Good Things Can Come
in Small Packages

Project: Oxarc

 
 

A 1200-square-foot building is all Oxarc Head of Operations Randy McBride had to work with when he embarked on a mission to design and outfit an industrial fill plant in the Portland, OR area in 2012. McBride’s mission was to develop a plant, with mix capabilities for the area’s metal fabricators, as well as support the area’s diverse needs for medical and research gases. Today, the carefully and cleverly designed plant fills cylinders with CO2-helium welding mixes, cutting gases, medical gases and more.

Fabrication accounts for 80 percent of the new plant’s business, with its biggest seller being 75 Ar-25 CO2. It’s no wonder, since Oregon ranks second in the United States when comparing manufacturing’s percentage of state GDP. Oregon manufacturing is on the move, and while the sector is helping to quicken the new Oxarc fill plant’s return on investment, McBride notes that the plant is experiencing steady growth across the board.

Weldcoa Helps with the Tight Fit

It’s all McBride and Oxarc’s management could have wished for and more, when it set its sights on entering the Portland market. Headquartered in Spokane, WA, and with locations throughout eastern Oregon and western Idaho, the family-owned company had serviced the Portland area through a fill plant in Pasco, WA. While that facility still sends specialty gases into the Portland market, McBride’s newest fill plant, in Gresham, OR and just a handful of miles to the east of Portland, has been serving the area’s manufacturing companies and other customers since it opened early in 2014.
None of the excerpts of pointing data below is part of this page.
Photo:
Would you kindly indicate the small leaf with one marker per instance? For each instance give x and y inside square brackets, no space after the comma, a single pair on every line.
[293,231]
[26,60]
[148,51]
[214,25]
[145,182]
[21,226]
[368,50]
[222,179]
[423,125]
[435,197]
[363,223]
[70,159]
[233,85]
The small fill plant resides in an 80,000-square-foot building on just under an acre of land; it also houses a retail operation, noted for supplying safety products as well as welding supplies. Describing the challenge of working within such a small space McBride said, “we didn’t have room for fixed manifolds, like we have in Pasco. So we went with a traversing pallet fill setup, from Weldcoa. We bring the pallets in ready to fill, bring the fill head down to it, fill it and take it back out. The setup works very well.” McBride is quick to credit Weldcoa sales engineer Mark Daniels for helping to fine-tune his plant design and layout to optimize efficiency and use of floor space. And, he thanks Daniels for convincing him to eschew his preference for fixed manifolds, as he has installed in Pasco, for the pallet-fill setup.

In the end, Weldcoa provided Oxarc and McBride with three fill heads—one for oxygen and two for inert gases (argon or nitrogen) or for mixes—each capable of filling 20 cylinders. The new facility also houses two liquid fill stations, with automation to control the valves based on cylinder weight, and two CO2 fill stations. McBride secured the facility, in March 2013, and the plant entered production less than one year later.

Pallet Racking Earns Praise

Key to the success of the project is the use of Weldcoa’s pallet-racking system, stored just outside the fill plant and using Weldcoa Sur-Loc four-point locking pallets.